◎ギリシャは豊かな西欧への亡命を求める移民の中継地であり、トルコ西岸とアフリカ北部リビアやチュニジアに拠点を置く人身売買組織が頻繁に利用している。
ギリシャ南部、アフリカの移民を乗せたボート(Getty Images)

ギリシャ南部クレタ島の沖合で約100人の移民を乗せたボートが沈没し、少なくとも1人が死亡、2人が行方不明になっている。沿岸警備隊が16日、明らかにした。

それによると、近くを通りかかった貨物船が97人を救助し、沿岸警備隊の巡視艇と共にクレタ島の港に向かっているという。

生存者の内訳はパキスタン出身の男性50人、スーダン出身の男性39人と女性2人、バングラデシュ出身の男性5人、ソマリア出身の男性1人。

沿岸警備隊によると、ボートはクレタ島の南方約40キロの地点で沈没。生存者はパキスタンとスーダン出身の男性3人が行方不明になったと証言しているという。

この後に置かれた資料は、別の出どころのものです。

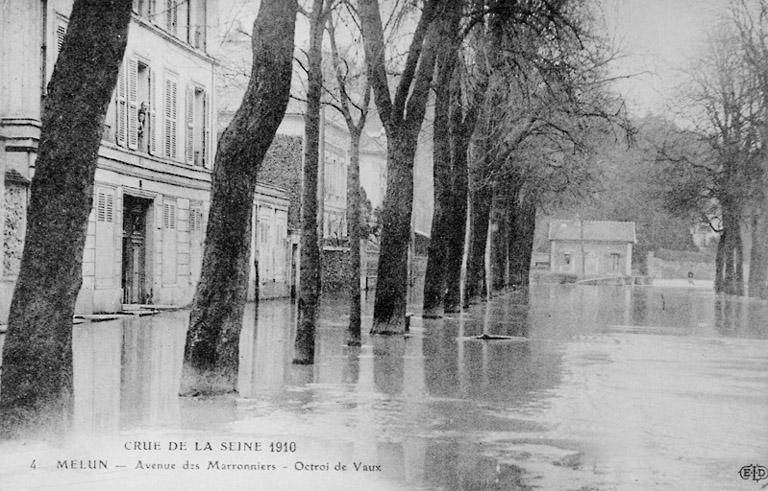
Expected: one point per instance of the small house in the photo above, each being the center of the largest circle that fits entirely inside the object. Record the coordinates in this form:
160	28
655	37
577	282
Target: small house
591	248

その後、沿岸警備隊が男性1人の遺体を収容、残り2人の捜索を続けている。

ボートが沈没した理由は明らかになっていない。

ギリシャは豊かな西欧への亡命を求める移民の中継地であり、トルコ西岸とアフリカ北部リビアやチュニジアに拠点を置く人身売買組織が頻繁に利用している。

その多くがトルコ沿岸からギリシャの島々へボートで横断を試みる。しかし、この海域の国境警備は強化されているため、トルコ南部または北アフリカから大型船で直接イタリアに向かう者も少なくない。

ギリシャ当局はレバノンとパレスチナ・ガザ地区の紛争の影響で、地中海を渡ろうとする移民が急増する可能性があると警告している。

南部コス島沖では15日、トルコ近海から渡ってきた移民船の事故により、子供2人を含む4人が死亡。27人が救助されたばかりだ。

国際移住機関(IOM)によると、今年1~10月初旬までにギリシャに到着した移民は4万2000人超。その大半(3万6500人以上)が海路で到着したという。

地中海は世界で最も多くの死者を出している亡命ルートのひとつだ。IOMによると、昨年は2500人以上の移民が死亡または行方不明となった。